Thursday, January 13, 2011

Wiley Red Fox



Clem Wetherall apparently used to be the receptionist at the radio station I work at, and has played and contributed to a bunch of Adelaide bands I dig so very heartily from The Keepsakes to (just-before-my-time-but-by-all-accounts-excellent) Zeta. I discovered this when putting together an 'Adelaide Band Hop' playlist during the heady Student Radio days of 2010 and found her name gracing the credits of almost half the tracks presented. She buggered off to Melbourne a while ago, but has returned on occasion for such esteemed events as the Format Festival of Song and the crowd-surfin' love-in that was The Keepsakes album launch back in April of last year.

Last but not least however, she plays music on her lonesome under the appropriately folksy moniker 'Wiley Red Fox'. 'Nothing Like It' is a simple but indisputably likeable song, building as it does over four and a half minutes of gently swelling circular guitars and harmonies around a neat, subtle vocal melody.

Quiet In The Lab!



Doug Arnott is probably one of the nicer people you could meet fumbling around the Adelaide band scene, always eager to chat and more genuinely enthralled by the joy of playing music than I could ever be. Along with his wife Jayney they play in Quiet In The Lab, a band I will try to summarise thusly:

Picture a band of 17-20 year olds sitting in an Adelaide garage with black t-shirts listening to Nirvana, Smudge, You Am I's Sound As Ever), trying to catch bands like Jebediah play on episodes of this new fangled show called 'Recovery' before picking up their guitars and churning out angry, happy, emotional songs full of chunky fuzz guitars, gang vocals and earnest, angsty lyrics. And they're good! Now, transpose that band 15 years into the future and age them accordingly. They're still good, if a little unusual in the present climate, playing music they're un-self-consciously in love with, no matter how confused snarky little post-Cold War brats like myself might be by the various obscure band names emblazoned across their T-shirts.

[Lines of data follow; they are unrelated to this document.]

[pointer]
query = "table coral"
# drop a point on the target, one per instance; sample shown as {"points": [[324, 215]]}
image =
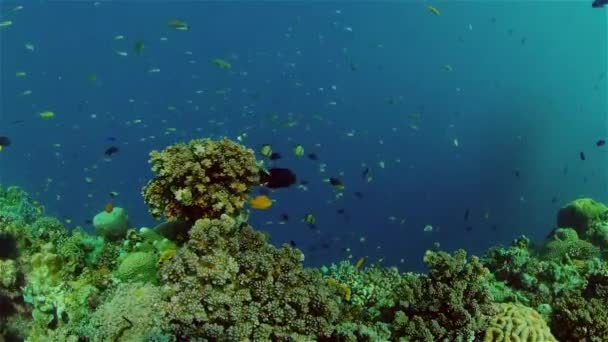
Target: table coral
{"points": [[204, 178]]}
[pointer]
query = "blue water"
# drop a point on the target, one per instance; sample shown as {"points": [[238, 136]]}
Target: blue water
{"points": [[526, 94]]}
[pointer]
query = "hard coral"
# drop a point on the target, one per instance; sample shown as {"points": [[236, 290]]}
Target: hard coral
{"points": [[227, 283], [451, 303], [516, 322], [203, 178]]}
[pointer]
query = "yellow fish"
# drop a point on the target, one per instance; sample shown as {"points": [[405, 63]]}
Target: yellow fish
{"points": [[47, 114], [433, 10], [260, 202]]}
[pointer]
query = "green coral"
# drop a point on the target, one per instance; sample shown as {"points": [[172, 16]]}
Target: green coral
{"points": [[228, 283], [203, 178], [564, 242], [451, 303], [138, 267], [131, 313], [516, 322], [580, 215]]}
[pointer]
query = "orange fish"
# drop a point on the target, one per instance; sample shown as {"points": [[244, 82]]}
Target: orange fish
{"points": [[260, 202]]}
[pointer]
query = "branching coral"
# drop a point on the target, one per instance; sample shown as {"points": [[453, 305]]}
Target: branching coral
{"points": [[203, 178], [516, 322], [228, 283], [451, 303]]}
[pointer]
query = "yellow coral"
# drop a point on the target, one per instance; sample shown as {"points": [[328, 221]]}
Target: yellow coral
{"points": [[516, 322]]}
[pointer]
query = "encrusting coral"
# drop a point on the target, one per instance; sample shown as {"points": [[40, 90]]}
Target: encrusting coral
{"points": [[205, 274], [227, 283], [516, 322], [204, 178]]}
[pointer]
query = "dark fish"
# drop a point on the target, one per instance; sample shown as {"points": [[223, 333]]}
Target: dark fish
{"points": [[365, 173], [278, 178], [336, 183], [111, 150], [275, 156], [4, 141]]}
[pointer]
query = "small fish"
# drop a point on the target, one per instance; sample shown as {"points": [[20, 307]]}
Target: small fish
{"points": [[221, 63], [261, 202], [110, 151], [278, 178], [139, 47], [359, 263], [310, 220], [365, 173], [336, 183], [47, 115], [266, 150], [178, 25], [298, 150], [433, 10]]}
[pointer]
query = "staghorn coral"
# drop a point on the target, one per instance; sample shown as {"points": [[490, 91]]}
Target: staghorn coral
{"points": [[451, 303], [228, 283], [516, 322], [203, 178]]}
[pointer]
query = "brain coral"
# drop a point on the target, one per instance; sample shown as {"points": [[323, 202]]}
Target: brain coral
{"points": [[516, 322], [204, 178]]}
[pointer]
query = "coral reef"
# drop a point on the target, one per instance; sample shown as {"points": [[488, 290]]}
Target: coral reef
{"points": [[228, 283], [516, 322], [203, 178], [206, 275]]}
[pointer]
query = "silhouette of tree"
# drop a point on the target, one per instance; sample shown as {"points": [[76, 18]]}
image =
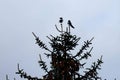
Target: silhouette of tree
{"points": [[65, 65]]}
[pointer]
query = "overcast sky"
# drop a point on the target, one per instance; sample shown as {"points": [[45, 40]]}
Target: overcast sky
{"points": [[91, 18]]}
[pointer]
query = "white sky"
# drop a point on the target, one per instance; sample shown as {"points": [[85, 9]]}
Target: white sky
{"points": [[19, 18]]}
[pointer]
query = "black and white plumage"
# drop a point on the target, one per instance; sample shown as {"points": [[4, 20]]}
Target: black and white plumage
{"points": [[70, 24]]}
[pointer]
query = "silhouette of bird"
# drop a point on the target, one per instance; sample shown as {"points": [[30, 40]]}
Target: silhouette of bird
{"points": [[61, 20], [70, 24]]}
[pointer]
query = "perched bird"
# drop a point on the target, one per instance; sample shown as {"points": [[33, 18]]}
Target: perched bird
{"points": [[70, 24], [61, 20]]}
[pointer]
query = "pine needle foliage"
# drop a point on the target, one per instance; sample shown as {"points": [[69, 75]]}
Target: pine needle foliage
{"points": [[65, 65]]}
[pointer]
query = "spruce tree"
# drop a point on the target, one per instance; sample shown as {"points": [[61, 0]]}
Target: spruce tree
{"points": [[65, 65]]}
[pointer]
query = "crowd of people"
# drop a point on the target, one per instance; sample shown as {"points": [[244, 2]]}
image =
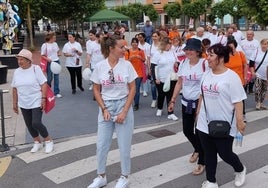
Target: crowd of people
{"points": [[195, 66]]}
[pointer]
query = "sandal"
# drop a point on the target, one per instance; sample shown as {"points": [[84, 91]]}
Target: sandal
{"points": [[194, 157], [199, 170]]}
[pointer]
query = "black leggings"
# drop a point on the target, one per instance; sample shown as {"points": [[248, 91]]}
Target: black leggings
{"points": [[221, 146], [162, 94], [33, 121], [191, 133], [75, 72]]}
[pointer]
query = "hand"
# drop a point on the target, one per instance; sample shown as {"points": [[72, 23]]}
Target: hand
{"points": [[241, 126], [121, 118], [171, 107], [106, 115], [15, 108], [43, 104]]}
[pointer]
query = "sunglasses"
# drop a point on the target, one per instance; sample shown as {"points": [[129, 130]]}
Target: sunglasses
{"points": [[111, 76]]}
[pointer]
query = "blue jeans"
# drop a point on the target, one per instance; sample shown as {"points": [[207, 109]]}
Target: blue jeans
{"points": [[153, 90], [137, 94], [50, 76], [124, 134]]}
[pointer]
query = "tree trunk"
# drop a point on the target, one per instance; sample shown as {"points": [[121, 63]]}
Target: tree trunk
{"points": [[29, 23]]}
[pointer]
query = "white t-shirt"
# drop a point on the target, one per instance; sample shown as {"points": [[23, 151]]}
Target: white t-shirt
{"points": [[221, 91], [146, 48], [249, 47], [123, 73], [213, 39], [50, 50], [238, 35], [261, 72], [154, 50], [191, 79], [165, 65], [28, 84], [68, 48], [94, 50], [178, 50]]}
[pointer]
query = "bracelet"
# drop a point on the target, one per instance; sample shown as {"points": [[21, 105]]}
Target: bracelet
{"points": [[103, 109]]}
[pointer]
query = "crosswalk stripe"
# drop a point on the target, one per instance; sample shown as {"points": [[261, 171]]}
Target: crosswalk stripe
{"points": [[79, 168], [256, 179], [88, 140], [173, 169], [76, 143]]}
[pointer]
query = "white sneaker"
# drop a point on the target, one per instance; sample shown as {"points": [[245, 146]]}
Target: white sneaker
{"points": [[98, 182], [207, 184], [153, 105], [122, 182], [36, 147], [159, 112], [240, 177], [49, 146], [173, 117], [145, 94]]}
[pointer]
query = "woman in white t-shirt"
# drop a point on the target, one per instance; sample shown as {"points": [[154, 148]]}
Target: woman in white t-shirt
{"points": [[259, 60], [50, 50], [29, 86], [190, 73], [114, 90], [166, 61], [94, 54], [72, 50], [221, 104]]}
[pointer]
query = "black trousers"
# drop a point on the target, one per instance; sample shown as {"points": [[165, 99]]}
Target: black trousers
{"points": [[223, 147], [33, 121], [162, 95], [191, 133], [75, 73]]}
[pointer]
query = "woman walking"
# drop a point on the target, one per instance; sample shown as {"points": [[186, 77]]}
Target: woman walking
{"points": [[218, 103], [190, 73], [114, 90], [51, 52], [259, 68], [29, 94], [72, 50]]}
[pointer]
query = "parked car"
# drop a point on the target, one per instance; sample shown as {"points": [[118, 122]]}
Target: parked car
{"points": [[139, 26]]}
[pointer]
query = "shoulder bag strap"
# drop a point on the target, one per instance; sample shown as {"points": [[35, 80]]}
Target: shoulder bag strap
{"points": [[261, 61], [203, 97]]}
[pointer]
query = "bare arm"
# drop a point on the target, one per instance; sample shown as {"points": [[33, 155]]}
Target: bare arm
{"points": [[44, 95], [239, 117], [15, 100], [176, 92], [132, 90], [97, 95]]}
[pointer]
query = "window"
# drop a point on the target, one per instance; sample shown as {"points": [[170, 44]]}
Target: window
{"points": [[156, 1]]}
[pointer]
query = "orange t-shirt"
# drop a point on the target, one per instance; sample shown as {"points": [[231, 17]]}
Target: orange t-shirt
{"points": [[237, 63], [135, 61], [173, 34]]}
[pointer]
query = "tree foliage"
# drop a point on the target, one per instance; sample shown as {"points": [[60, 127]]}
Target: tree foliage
{"points": [[173, 10]]}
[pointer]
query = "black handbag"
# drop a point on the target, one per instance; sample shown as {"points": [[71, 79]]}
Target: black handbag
{"points": [[217, 128]]}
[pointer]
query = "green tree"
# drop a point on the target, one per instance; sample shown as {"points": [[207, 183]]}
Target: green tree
{"points": [[194, 9], [219, 10], [173, 11], [136, 10]]}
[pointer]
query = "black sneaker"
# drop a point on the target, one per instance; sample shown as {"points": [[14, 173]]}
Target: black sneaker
{"points": [[136, 107]]}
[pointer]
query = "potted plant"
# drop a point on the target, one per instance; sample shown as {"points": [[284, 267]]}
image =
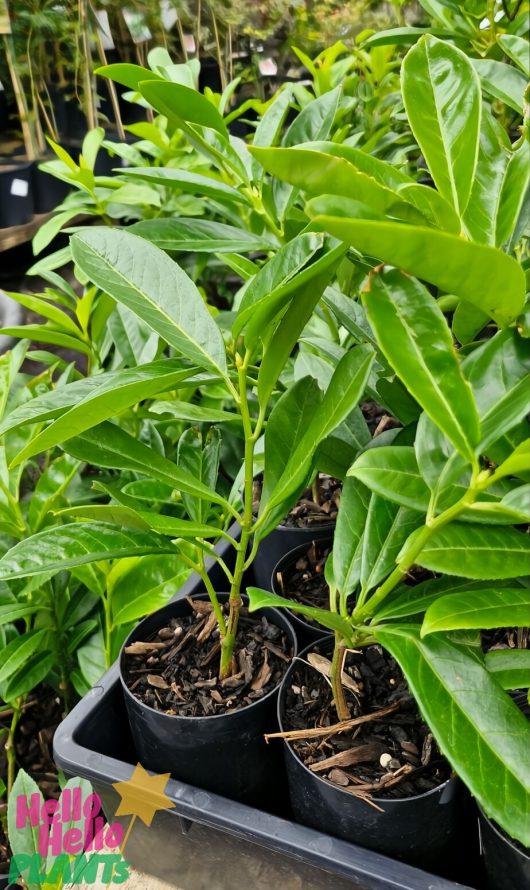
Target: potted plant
{"points": [[440, 529], [108, 257]]}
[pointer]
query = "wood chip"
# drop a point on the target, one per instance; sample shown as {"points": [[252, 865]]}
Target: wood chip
{"points": [[208, 628], [201, 607], [263, 676], [233, 680], [157, 682], [426, 750], [319, 731], [338, 777], [144, 648], [360, 754], [276, 650], [323, 666]]}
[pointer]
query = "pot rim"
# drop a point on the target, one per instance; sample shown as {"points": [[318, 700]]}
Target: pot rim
{"points": [[503, 836], [288, 745], [129, 695]]}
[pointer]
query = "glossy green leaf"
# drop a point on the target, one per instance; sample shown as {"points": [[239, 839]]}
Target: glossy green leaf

Perhaps the fact I spent most of the 90's watching Peter Pan and this, explains the lack of reference points for their music. I guess they remind me of the Foo Fighters in some ways, a comparison which I was reluctant to offer but one Doug seemed to embrace. I suppose he remembers the days when Dave Grohl was something of an upstart, as opposed to a slightly grittier, American Powderfinger type. Anyway, their demo from last year features the damn catchy, horny middle age pop of 'Get My Hands On You' and some utterly cathartic crunch and screams in 'Why Bother'.

Saturday, January 1, 2011

Tiger Choir



Out with the old and in with the new! The year's barely begun and already the list of sure-to-be formidable 2011 releases is looking rather paunchy around the waist. In my inbox today arrived some cuts from Tiger Choir's upcoming debut album, including singe Vultures and a slightly reimagined version of pulsating, synth driven 'Dancer', which surfaced last year on their self-titled EP. The Hobart trio turned many a head earlier in the year with a pair of Adelaide shows and a debut release that made waves well beyond the Apple Isle. From what I can extrapolate the album seems to retain many of the bands Animal Collective influenced quirks with a broader, more expansive scope (and really nice sounding drums). That's all the more impressive given it was recorded in a Hobart shack by the band themselves, who are proving to be a pretty damn talented bunch of guys.

They're playing Adelaide shows this weekend, and short of seeing Thee Oh Sees and/or my band there's really no excuse to miss them.